The importance of funding

Additionally, funding for management of assets isn’t always a top priority and there’s never enough available funding for all asset-related needs. There is a constant pressure to fund new assets and upgrades, which means degenerative funding is limited. When new assets are added, quite often they are taken onboard by the organisation without consideration of maintenance costs, Mr Paterson said.

Funding gaps can lead to failures. If assets aren’t renewed when required, they are pushed beyond their useful life and they fail – which is particularly common with underground assets. When high levels of maintenance are required, low levels of service can be the result.

Many responsibilities are passed down from other tiers of government. Local water utilities are in a good position to know the life of their assets because they understand the limitations of their systems and are better able to forecast affordable, renewable profiles. Local water utilities know their communities through maintenance and upgrade requests and so they’re better able to forecast future demand by looking at growth and other demand drivers.

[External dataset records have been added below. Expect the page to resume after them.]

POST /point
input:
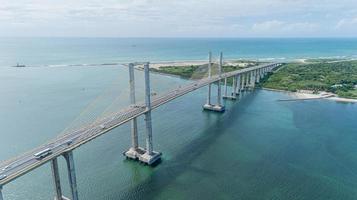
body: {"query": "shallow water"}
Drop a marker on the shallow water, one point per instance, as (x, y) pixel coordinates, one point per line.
(260, 148)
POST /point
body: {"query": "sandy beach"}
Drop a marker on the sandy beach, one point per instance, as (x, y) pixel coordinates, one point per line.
(309, 95)
(157, 65)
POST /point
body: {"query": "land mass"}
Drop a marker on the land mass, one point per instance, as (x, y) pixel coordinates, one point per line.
(314, 76)
(336, 77)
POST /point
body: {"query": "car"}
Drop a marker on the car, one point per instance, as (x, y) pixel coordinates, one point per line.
(102, 126)
(2, 176)
(69, 142)
(41, 154)
(6, 168)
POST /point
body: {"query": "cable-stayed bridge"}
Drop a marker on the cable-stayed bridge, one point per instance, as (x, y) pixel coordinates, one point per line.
(65, 144)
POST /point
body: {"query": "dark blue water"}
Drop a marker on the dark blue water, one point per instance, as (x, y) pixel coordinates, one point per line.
(68, 51)
(260, 148)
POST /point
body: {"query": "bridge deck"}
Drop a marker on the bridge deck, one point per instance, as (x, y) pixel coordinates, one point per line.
(26, 162)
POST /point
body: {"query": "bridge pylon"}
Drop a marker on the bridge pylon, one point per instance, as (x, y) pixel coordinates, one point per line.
(1, 197)
(218, 107)
(147, 155)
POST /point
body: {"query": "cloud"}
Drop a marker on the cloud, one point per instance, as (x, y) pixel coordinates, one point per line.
(174, 17)
(281, 28)
(346, 23)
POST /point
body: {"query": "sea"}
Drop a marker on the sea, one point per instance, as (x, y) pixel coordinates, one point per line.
(260, 148)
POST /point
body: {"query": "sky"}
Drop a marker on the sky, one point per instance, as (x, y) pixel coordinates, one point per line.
(178, 18)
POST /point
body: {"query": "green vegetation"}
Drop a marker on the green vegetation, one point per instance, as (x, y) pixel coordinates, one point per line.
(337, 77)
(193, 71)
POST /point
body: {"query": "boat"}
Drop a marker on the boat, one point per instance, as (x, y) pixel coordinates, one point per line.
(18, 65)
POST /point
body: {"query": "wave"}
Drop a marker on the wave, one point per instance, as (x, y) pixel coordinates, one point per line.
(76, 65)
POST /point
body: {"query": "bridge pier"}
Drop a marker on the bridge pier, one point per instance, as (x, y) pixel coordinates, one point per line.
(56, 180)
(135, 151)
(68, 156)
(238, 84)
(233, 94)
(252, 79)
(1, 197)
(257, 75)
(218, 107)
(209, 76)
(150, 156)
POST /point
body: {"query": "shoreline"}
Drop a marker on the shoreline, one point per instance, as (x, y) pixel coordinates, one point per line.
(308, 95)
(231, 62)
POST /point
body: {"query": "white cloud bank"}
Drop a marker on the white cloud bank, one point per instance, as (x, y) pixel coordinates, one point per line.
(178, 18)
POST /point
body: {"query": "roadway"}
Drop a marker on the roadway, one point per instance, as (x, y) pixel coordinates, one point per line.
(16, 167)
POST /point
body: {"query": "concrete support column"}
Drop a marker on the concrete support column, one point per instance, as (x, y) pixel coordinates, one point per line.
(1, 197)
(243, 82)
(150, 156)
(225, 87)
(219, 93)
(234, 87)
(218, 107)
(238, 84)
(209, 76)
(56, 179)
(71, 174)
(252, 79)
(149, 146)
(134, 124)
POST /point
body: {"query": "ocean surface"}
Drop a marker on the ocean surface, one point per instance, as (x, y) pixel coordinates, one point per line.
(260, 148)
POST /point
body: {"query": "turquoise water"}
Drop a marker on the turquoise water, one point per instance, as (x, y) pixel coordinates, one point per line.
(260, 148)
(74, 51)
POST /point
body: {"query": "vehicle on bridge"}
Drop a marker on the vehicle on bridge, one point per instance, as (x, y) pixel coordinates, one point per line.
(3, 176)
(41, 154)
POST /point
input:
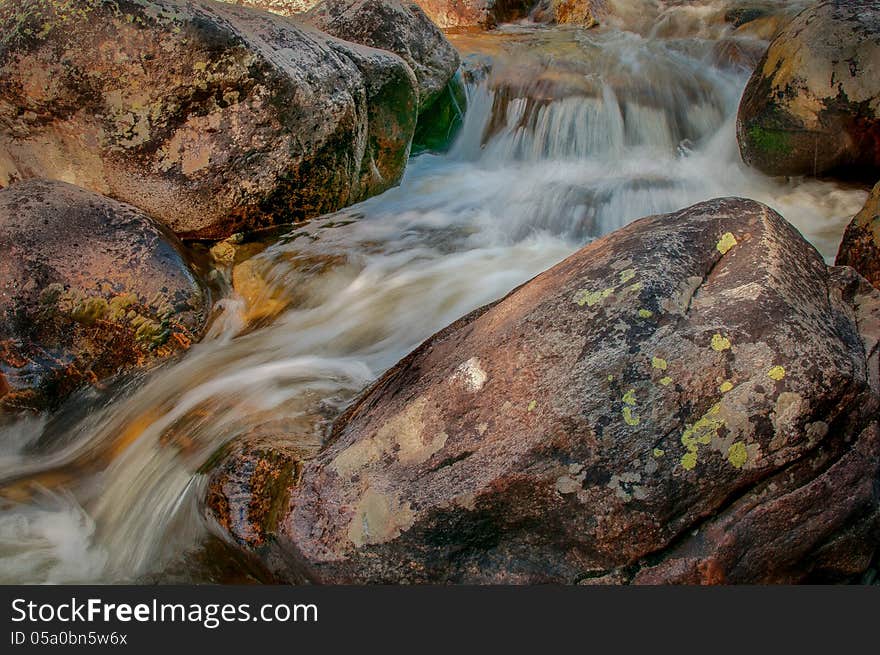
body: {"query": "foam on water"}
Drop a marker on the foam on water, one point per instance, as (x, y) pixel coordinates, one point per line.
(641, 125)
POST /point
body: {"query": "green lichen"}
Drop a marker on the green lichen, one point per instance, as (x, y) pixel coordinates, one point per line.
(772, 142)
(629, 417)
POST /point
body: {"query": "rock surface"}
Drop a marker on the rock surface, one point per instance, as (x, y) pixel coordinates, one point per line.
(475, 13)
(693, 398)
(585, 13)
(210, 117)
(401, 28)
(811, 106)
(860, 247)
(89, 287)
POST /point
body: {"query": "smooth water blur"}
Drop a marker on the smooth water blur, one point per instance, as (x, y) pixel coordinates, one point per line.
(571, 135)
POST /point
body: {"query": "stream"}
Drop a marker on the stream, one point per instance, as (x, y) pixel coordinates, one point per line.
(569, 135)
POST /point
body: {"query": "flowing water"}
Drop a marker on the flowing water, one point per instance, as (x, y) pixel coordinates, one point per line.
(570, 135)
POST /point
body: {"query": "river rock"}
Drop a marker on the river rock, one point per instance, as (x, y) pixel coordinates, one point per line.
(401, 28)
(811, 106)
(280, 7)
(210, 117)
(585, 13)
(485, 14)
(688, 399)
(89, 287)
(860, 247)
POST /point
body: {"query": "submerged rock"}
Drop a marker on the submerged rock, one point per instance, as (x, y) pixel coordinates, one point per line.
(812, 106)
(89, 287)
(860, 247)
(693, 398)
(210, 117)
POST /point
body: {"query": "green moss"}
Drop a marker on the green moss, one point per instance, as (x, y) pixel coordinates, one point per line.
(769, 141)
(438, 123)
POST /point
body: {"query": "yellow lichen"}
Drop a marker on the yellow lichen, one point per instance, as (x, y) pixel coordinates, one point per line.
(689, 460)
(629, 417)
(591, 298)
(720, 343)
(726, 242)
(776, 373)
(737, 454)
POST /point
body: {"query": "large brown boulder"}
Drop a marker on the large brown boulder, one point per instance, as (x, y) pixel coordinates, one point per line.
(401, 28)
(210, 117)
(693, 398)
(485, 14)
(812, 106)
(89, 287)
(860, 247)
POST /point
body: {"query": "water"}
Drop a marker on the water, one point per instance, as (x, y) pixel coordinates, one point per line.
(572, 135)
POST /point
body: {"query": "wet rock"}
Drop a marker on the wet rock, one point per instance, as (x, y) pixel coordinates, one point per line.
(210, 117)
(811, 106)
(280, 7)
(861, 241)
(585, 13)
(693, 398)
(485, 14)
(401, 28)
(89, 287)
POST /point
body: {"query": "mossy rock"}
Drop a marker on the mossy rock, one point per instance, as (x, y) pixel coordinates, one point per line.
(212, 118)
(691, 399)
(439, 124)
(91, 288)
(812, 105)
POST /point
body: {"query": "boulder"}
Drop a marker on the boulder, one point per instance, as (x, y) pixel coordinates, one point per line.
(584, 13)
(210, 117)
(485, 14)
(860, 247)
(693, 398)
(280, 7)
(401, 28)
(811, 106)
(89, 287)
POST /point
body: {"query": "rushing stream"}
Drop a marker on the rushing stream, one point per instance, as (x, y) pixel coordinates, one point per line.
(571, 135)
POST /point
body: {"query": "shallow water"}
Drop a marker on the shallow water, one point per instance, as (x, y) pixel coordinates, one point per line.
(571, 135)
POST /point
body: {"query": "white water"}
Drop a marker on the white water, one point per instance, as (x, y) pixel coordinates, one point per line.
(112, 494)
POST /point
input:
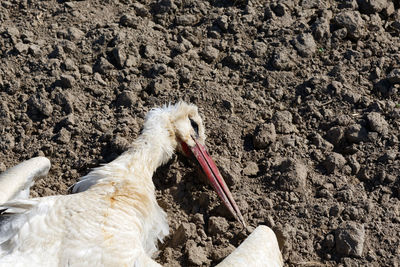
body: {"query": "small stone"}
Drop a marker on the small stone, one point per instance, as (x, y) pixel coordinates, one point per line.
(42, 105)
(221, 253)
(13, 32)
(182, 234)
(131, 61)
(259, 49)
(281, 61)
(7, 142)
(217, 225)
(141, 10)
(354, 165)
(35, 50)
(305, 44)
(21, 47)
(283, 122)
(149, 51)
(64, 136)
(321, 143)
(186, 20)
(335, 135)
(210, 54)
(372, 6)
(129, 21)
(74, 34)
(251, 169)
(352, 21)
(119, 144)
(69, 65)
(293, 175)
(97, 77)
(159, 85)
(126, 99)
(334, 162)
(119, 56)
(350, 237)
(394, 76)
(67, 81)
(223, 23)
(2, 167)
(356, 133)
(378, 123)
(264, 136)
(196, 254)
(103, 66)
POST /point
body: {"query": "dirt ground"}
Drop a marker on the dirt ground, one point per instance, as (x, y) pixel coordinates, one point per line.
(300, 98)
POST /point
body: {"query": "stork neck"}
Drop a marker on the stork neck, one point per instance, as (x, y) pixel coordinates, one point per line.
(153, 148)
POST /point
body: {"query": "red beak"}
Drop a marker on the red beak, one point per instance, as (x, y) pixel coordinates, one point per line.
(216, 180)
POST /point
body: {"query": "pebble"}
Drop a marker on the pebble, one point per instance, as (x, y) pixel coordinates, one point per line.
(2, 167)
(35, 50)
(67, 81)
(305, 44)
(182, 234)
(7, 142)
(334, 162)
(372, 6)
(119, 56)
(356, 133)
(350, 237)
(281, 61)
(103, 65)
(293, 175)
(119, 144)
(283, 122)
(264, 136)
(394, 76)
(209, 54)
(196, 254)
(335, 135)
(69, 64)
(352, 21)
(321, 143)
(129, 21)
(126, 99)
(74, 34)
(219, 254)
(42, 105)
(140, 10)
(251, 169)
(217, 225)
(378, 123)
(186, 20)
(64, 136)
(21, 48)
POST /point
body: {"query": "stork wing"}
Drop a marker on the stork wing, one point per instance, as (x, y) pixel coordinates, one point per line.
(16, 181)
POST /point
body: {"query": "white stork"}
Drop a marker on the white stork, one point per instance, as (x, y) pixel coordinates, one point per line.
(113, 218)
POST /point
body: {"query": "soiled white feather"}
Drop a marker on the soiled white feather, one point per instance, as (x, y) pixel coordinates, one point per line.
(112, 220)
(260, 249)
(16, 181)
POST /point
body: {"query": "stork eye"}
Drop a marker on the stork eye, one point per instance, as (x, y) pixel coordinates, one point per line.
(195, 126)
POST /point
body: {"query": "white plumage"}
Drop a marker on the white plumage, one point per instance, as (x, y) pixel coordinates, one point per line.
(113, 218)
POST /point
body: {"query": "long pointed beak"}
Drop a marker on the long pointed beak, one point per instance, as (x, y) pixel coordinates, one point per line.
(216, 180)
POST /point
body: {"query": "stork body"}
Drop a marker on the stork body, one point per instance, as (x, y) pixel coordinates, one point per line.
(113, 218)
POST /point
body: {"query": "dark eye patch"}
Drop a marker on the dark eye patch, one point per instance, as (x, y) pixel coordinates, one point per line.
(195, 126)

Lower cost renewals can help to manage the gap and help bring renewing forward. Local water utilities work with communities to help find levels of service that are required, and can be afforded. Asset plans and service delivery can help plan for asset renewing before it is too late. By knowing what assets exist, how much they cost, how long they last, what services need to be provided, and when the asset need to be renewed, services can continue to be provided into the future. This is sustainable asset management.

Asset management panel

Shane Makin, QUU

Mr Makin outlined what asset management means for QUU. As the water distributor-retailer of Brisbane and Ipswich City Councils, and Lockyer Valley, Scenic Rim and Somerset Regional Councils, QUU manages substantial amounts of new assets from areas of high growth that are only two to three years old, as well as assets in other areas that are over 100 years old. He said the challenge they are faced with is dealing with five asset management approaches, five different asset registers, five different levels of information and five different workplace cultures. If that was not a big enough challenge for the utility, six months after being established they were hit by the Queensland floods.

The management strategy of QUU is broken into renewable planning and maintenance strategy. Mr Makin said QUU plans its maintenance works by prioritising assets and customer service needs. They also consider industry standards, and look at archived facilities like those of Melbourne Water.

Andy Mclean, NULCA

Mr McLean explained the role of surveyors and service locators in asset management, stating there is a lot of misrepresentation on the services they supply. NULCA is in charge with supplying information on current structures in the field, and identifying strikes and conflicts with existing infrastructure. NULCA works by viewing historical records of a field to see if an asset can be expected in a field environment. If there is historical evidence to indicate there may be a structure in the vicinity, they apply service location techniques to actually physically identify it. Service location gives an indication of alignment of asset location, which is followed by surveying, and lastly validation, which looks at what is represented through surveying to make sure it represents information that can be used for a purpose.

Questions posed

As the floor was opened to questions, the panellists answered a wide range of questions, from what the key challenges in asset management are, to what is done with information obtained from service location, and how the issue of funding can be tackled to bring rehabilitation into the focus over new projects.

The dialogue between the panellists and audience members proved lively and showcased the many strong opinions held by those in the industry on the importance of asset management. Anecdotes were shared by those on both side of the stage, with engaging tales of delegate and speaker involvement in asset management strategies in Australasia.

Following the session the feedback from delegates and attendees was overwhelmingly positive, and discussions on the importance of asset management continued over the remainder of the event.